Judge
- Judge
- Author: Karen Traviss
- Language: English
- Series: Wess'Har Series
- Genre: Science fiction
- Publisher: HarperCollins
- Publication date: April 2008
- Publication place: United States
- Media type: Print (Paperback)
- Pages: 400
- ISBN: 978-0-06-088240-2
- OCLC: 156815092
- LC Class: CPB Box no. 2723 vol 8
- Preceded by: Ally

= Judge (novel) =

2008 novel by Karen Traviss

Judge is a science fiction novel by British writer Karen Traviss. It is the sixth and last book of the Wess'Har Series. It was nominated for the 2009 Philip K. Dick Award.

==Plot summary==
The novel covers the arrival of the Eqbas Vorhi task force to start Earth's environmental restoration, with Shan Frankland, the Royal Marines squad, and Aras joining them. Australia agrees to host the eqbas, resulting in near war with other countries until the eqbas show their teeth. Shan's personal history as a police officer who covered up for eco-terrorists catches up with her, resulting in the death of one of the marines. Unknown to anyone else, eqbas commander Esganikan Gai has had herself inoculated with c'naatat, which almost results in disaster for the mission. Esganikan's successor sends the other c'naatat hosts back to Cavanagh's Star to end the risk of spreading it on Earth.

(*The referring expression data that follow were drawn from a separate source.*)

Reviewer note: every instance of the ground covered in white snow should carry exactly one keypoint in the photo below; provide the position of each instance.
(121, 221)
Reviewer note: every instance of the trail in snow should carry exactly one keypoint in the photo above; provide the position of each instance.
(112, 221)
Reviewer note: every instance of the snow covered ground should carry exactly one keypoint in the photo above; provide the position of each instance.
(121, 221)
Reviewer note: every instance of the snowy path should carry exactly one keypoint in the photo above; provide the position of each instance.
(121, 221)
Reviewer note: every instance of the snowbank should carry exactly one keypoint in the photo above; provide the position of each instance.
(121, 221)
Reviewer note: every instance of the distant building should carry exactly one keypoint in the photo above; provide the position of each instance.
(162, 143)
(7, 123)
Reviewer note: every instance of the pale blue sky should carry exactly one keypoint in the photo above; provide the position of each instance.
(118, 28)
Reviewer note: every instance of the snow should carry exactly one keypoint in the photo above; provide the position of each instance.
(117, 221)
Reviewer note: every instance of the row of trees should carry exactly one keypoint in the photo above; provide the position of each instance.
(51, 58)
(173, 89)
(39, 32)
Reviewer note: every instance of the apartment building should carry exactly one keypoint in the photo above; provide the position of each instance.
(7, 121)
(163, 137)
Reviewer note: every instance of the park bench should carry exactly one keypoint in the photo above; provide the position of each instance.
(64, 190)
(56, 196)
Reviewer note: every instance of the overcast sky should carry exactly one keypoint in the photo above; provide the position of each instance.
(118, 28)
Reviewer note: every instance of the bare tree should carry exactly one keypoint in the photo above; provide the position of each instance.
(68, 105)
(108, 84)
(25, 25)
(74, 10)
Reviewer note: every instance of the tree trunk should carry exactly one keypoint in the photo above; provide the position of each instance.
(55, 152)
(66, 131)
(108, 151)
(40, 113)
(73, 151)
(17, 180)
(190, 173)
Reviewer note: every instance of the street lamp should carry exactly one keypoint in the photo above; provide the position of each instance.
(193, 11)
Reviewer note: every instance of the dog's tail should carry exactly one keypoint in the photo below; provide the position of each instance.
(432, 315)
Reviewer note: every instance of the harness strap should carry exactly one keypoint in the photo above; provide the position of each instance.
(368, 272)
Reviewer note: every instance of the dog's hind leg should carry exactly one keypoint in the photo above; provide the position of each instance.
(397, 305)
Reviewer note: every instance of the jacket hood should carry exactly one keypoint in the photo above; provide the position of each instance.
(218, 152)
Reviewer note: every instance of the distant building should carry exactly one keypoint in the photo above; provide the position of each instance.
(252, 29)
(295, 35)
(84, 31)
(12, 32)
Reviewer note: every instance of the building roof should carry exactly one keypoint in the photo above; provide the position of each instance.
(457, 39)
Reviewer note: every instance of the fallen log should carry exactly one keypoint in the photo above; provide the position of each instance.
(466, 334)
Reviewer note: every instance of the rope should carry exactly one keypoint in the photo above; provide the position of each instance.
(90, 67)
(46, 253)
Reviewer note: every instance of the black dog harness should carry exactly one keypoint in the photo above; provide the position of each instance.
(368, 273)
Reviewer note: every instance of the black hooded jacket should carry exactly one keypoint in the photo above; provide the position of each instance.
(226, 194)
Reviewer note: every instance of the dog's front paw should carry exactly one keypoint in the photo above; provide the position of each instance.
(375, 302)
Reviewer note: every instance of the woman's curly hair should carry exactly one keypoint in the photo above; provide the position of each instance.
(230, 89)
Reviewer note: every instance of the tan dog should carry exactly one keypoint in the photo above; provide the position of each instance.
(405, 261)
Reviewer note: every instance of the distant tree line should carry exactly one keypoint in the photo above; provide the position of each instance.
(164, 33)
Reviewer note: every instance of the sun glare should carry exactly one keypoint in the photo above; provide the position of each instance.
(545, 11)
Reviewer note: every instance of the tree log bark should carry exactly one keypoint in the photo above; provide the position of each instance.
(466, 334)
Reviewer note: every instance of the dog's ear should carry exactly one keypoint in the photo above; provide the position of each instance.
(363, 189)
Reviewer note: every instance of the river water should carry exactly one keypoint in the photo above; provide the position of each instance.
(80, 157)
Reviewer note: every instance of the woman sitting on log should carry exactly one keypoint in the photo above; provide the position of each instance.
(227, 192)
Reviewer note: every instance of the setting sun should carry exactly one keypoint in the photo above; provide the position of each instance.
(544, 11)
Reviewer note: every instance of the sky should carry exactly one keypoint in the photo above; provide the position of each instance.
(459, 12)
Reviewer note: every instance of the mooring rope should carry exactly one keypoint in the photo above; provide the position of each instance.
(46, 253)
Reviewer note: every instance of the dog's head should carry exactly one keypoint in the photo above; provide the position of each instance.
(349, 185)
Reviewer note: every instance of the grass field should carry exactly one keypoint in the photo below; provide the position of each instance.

Journalist Eddie Michallat has elected to stay on Wess'ej to watch the wess'har matriarch Nevyan's stepdaughter Giyadas grow up because he too regards her as a surrogate daughter, and also to report on the ecological renaissance of the isenj homeworld Umeh as a role model for Earth. Because of the distance involved, Shan, Ade, and Aras return just in time to say goodbye before Eddie dies of old age. Meanwhile, eqbas biologist Da Shapakti has solved the problem of how to remove c'naatat from wess'har tissue as well (curing humans was solved previously). Shapakti and captured EU spy Mohan Rayat flee back to Wess'ej to prevent the eqbas leadership exploiting c'naatat to create immortal super-soldiers as the earlier Wess'har and Esganikan intended. Disgraced Marines officer Lindsay Neville has been trying to atone for her unintentional genocide by caring for the surviving bezeri for decades, to the point where she can no longer take human form; nevertheless she too finally agrees to be cured of c'naatat and become human again. Shapakti's cure also means that Shan's ménage à trois has to decide whether they will remain together, or let Aras go to fulfil his longing for life as a normal wess'har after centuries of loneliness.